Il y a des riffs qui traversent les époques, d’autres qui s’incrustent dans la pop culture, et puis il y a Seven Nation Army de The White Stripes. Sorti en 2003 sur l’album Elephant, ce riff minimaliste joué par Jack White ce bel homme sur une guitare semi-acoustique avec un effet d’octaver est devenu l’hymne universel des stades. Des tribunes de foot à la politique, impossible d’y échapper. Si mes souvenirs sont bons, ils me semblent que ce sont les supporteurs du Club de Bruges qui l’ont chanté contre Milan en coupe d’Europe après l’avoir entendu dans un bar. Comme quoi, la postérité passe par pas grand chose.
Le secret du riff
Ce qui fait sa force, c’est sa simplicité. Sept notes qui tournent en boucle, lourdes, hypnotiques, presque guerrières. Jack White lui-même avoue qu’il avait imaginé ce riff comme une ligne de basse, avant de se rendre compte qu’il tenait là un monstre.

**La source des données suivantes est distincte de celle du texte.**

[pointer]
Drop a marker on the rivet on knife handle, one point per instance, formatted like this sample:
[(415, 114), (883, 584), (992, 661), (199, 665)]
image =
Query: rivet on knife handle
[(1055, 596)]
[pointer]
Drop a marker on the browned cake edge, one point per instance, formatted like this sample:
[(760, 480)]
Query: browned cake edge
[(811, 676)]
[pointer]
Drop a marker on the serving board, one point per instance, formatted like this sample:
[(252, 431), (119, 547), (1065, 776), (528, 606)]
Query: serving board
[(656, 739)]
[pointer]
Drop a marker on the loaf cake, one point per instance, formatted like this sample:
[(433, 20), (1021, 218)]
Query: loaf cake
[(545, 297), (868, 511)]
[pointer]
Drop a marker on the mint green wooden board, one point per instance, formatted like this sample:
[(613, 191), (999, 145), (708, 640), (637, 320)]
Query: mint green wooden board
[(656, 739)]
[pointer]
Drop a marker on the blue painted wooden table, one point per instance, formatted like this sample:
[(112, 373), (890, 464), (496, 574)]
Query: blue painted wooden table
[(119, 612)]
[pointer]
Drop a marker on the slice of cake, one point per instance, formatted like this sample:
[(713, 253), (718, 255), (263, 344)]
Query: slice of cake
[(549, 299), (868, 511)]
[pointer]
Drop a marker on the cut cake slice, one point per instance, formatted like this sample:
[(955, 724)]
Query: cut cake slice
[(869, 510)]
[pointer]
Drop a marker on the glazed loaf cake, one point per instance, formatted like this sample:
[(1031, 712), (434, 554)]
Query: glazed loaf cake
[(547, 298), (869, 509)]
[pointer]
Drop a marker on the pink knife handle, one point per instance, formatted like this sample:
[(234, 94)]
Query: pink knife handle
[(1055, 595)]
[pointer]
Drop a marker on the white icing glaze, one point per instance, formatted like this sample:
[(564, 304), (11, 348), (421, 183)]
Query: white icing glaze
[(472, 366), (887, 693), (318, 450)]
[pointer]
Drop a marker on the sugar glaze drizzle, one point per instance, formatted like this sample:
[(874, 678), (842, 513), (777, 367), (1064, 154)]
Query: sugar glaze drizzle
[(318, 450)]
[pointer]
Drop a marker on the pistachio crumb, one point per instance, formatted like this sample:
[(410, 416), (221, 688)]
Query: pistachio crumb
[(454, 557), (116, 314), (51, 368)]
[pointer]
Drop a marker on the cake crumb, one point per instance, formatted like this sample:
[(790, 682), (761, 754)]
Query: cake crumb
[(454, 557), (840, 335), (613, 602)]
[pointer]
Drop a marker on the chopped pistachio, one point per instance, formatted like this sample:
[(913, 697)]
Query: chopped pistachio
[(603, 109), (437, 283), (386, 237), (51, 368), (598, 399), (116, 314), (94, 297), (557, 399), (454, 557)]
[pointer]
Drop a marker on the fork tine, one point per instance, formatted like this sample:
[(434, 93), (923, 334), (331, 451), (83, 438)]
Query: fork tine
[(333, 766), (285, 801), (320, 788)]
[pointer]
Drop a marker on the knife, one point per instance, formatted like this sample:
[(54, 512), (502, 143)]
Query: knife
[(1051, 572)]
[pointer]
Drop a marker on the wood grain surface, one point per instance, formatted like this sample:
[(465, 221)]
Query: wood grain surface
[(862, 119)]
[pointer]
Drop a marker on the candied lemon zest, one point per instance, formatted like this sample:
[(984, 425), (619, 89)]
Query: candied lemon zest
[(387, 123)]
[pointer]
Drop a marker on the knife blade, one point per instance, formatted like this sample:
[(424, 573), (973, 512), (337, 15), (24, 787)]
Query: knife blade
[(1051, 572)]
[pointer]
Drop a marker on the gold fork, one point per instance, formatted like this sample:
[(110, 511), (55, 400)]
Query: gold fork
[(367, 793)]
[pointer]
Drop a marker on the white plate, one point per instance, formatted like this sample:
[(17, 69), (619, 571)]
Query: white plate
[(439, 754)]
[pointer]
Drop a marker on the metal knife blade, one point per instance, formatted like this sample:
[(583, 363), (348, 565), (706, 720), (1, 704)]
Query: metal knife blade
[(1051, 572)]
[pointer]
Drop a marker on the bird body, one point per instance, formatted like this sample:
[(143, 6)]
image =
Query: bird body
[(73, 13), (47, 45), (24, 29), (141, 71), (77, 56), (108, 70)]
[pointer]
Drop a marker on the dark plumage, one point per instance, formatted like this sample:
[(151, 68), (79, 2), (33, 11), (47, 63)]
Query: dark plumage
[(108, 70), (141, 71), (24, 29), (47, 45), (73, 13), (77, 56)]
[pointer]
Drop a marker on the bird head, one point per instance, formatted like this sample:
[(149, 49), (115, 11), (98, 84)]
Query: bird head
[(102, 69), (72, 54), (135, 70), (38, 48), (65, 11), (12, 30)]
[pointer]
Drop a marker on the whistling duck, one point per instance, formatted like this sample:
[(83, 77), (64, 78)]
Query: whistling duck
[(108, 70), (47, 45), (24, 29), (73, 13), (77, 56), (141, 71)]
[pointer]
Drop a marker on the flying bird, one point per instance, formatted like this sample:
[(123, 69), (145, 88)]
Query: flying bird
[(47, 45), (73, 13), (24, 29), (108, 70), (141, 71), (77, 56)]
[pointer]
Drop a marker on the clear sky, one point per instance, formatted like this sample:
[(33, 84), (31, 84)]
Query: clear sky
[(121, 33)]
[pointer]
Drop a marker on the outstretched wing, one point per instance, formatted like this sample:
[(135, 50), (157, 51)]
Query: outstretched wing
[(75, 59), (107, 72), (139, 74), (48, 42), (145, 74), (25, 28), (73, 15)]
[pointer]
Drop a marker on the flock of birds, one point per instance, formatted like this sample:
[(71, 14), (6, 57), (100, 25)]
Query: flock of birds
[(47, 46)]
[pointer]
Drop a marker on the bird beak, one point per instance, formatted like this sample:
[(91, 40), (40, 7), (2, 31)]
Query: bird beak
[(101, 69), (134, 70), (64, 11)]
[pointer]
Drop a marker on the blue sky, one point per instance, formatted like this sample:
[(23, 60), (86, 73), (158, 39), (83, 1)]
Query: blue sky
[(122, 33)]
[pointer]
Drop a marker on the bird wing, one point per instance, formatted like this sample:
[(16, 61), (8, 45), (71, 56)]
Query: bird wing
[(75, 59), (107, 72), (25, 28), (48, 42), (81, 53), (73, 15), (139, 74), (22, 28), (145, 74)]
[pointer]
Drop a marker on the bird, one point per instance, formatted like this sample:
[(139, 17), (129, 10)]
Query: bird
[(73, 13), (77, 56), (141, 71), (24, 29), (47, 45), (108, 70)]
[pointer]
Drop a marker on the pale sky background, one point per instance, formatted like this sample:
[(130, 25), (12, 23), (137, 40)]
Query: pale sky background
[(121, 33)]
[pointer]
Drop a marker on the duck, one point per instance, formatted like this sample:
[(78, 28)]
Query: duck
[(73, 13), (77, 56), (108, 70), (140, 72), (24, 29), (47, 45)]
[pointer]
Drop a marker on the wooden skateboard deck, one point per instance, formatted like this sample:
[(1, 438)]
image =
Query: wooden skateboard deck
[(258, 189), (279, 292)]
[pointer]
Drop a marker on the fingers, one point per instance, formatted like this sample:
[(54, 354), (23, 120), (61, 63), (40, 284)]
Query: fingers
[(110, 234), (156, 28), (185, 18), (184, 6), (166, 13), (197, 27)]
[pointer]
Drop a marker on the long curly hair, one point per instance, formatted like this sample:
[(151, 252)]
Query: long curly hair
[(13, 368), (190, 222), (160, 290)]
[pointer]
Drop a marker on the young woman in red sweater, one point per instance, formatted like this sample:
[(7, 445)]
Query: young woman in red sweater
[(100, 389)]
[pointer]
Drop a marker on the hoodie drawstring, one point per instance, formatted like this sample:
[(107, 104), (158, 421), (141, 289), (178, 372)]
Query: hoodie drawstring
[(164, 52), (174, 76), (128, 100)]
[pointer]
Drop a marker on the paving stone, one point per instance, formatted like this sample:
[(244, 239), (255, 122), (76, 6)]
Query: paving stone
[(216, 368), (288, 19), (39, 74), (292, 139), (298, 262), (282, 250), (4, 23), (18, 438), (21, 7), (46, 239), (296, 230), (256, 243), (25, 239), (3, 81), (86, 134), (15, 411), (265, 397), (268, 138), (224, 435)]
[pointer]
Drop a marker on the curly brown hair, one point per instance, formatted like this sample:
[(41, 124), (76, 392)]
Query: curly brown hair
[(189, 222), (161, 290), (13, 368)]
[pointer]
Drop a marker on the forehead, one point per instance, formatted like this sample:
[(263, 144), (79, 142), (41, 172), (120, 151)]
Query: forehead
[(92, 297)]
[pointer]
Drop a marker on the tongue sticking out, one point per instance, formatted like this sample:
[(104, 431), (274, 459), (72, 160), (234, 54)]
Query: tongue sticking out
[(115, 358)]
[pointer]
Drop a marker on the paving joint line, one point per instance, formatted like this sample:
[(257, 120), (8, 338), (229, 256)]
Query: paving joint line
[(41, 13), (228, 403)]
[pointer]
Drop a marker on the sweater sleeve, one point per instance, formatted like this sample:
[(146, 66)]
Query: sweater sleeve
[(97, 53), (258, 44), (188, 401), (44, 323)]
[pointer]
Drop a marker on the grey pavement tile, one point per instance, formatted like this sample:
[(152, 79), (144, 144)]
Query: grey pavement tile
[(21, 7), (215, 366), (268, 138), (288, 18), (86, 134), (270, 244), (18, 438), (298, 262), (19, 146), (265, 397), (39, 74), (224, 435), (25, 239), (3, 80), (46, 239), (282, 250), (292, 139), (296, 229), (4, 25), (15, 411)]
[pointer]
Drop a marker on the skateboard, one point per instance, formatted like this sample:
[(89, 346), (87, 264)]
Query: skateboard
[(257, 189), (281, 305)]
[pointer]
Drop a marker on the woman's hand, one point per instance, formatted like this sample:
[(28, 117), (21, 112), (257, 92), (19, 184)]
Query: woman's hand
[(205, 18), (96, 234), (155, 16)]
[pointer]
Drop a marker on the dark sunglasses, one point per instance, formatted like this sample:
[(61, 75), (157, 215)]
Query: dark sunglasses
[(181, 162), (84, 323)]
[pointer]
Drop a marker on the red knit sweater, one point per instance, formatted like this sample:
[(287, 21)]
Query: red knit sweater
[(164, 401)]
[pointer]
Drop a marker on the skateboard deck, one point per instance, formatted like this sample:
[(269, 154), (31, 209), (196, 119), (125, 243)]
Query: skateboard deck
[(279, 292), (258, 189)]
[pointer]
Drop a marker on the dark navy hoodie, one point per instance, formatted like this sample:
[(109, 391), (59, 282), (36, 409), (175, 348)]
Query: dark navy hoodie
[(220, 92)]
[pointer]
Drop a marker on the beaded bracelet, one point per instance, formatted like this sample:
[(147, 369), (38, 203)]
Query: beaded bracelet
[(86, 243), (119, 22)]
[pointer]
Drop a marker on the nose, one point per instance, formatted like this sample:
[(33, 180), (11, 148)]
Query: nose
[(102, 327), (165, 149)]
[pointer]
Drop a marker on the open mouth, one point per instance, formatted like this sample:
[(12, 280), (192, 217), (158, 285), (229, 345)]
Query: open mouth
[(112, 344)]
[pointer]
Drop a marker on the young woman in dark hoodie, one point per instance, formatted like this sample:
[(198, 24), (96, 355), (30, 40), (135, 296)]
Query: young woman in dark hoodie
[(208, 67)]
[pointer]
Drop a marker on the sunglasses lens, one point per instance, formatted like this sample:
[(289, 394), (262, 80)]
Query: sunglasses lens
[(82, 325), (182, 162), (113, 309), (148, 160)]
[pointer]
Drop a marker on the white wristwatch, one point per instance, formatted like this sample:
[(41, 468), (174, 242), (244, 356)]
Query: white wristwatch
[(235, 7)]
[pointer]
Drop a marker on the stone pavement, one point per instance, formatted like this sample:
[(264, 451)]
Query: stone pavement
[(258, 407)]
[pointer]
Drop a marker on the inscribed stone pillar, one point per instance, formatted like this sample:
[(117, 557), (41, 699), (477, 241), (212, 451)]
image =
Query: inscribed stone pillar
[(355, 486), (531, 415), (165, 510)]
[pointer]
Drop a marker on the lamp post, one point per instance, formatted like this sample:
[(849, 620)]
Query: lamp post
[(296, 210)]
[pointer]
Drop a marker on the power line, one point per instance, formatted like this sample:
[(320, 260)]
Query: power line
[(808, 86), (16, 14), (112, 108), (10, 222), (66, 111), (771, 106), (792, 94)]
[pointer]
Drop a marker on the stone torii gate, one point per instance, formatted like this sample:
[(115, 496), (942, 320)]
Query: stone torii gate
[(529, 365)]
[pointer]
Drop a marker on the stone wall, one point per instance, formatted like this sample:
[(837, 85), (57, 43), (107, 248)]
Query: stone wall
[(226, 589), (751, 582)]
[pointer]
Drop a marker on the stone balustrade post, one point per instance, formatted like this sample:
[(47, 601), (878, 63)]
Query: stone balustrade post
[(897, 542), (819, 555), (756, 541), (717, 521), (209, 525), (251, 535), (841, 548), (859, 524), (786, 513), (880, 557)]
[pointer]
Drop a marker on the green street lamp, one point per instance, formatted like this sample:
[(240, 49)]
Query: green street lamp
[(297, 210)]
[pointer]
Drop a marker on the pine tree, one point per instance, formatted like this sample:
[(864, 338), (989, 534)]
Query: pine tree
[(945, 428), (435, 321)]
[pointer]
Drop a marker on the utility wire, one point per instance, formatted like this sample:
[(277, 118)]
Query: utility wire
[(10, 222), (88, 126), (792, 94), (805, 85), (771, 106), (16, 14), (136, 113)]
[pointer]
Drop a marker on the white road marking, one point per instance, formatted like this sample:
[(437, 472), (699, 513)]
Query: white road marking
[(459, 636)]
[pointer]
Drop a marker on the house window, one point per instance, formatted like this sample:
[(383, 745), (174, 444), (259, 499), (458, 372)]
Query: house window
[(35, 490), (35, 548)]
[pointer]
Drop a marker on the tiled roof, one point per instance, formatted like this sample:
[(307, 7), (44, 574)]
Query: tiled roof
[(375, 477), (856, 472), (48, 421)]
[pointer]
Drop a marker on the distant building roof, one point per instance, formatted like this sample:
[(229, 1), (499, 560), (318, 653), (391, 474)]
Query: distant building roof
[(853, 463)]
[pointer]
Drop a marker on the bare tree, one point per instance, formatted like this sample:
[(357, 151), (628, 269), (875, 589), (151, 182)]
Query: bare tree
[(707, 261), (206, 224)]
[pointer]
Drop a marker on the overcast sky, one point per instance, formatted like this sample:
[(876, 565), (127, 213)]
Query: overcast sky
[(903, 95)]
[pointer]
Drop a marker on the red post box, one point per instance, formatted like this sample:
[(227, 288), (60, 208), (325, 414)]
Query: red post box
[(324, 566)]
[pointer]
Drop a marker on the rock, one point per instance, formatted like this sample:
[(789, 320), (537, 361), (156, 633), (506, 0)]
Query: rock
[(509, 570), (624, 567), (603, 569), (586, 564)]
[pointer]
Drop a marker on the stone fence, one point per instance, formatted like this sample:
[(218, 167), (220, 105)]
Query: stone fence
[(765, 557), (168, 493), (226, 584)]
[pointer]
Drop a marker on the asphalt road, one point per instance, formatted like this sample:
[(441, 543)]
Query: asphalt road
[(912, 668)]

Comment le jouer à la guitare
Pour le jouer, pas besoin de matos de folie : une guitare, un peu de disto, et c’est parti. Voici la tablature du riff principal (accordage standard) :
e|—————————|
B|—————————|
G|—————————|
D|—————————|
A|–7–7-10-7—5-3-2——–|
E|—————————|
Astuce : pour coller au son original, Jack White utilisait un pedal Whammy pour descendre l’octave et donner cette lourdeur de basse. Mais même sans, le riff claque et tout le monde le reconnaît. Jouez-le dans un bar, un stade ou même devant trois potes : tout le monde se mettra à chanter « oh oh oh oh oh oh oh ». C’est ça, la magie d’un riff qui change le monde.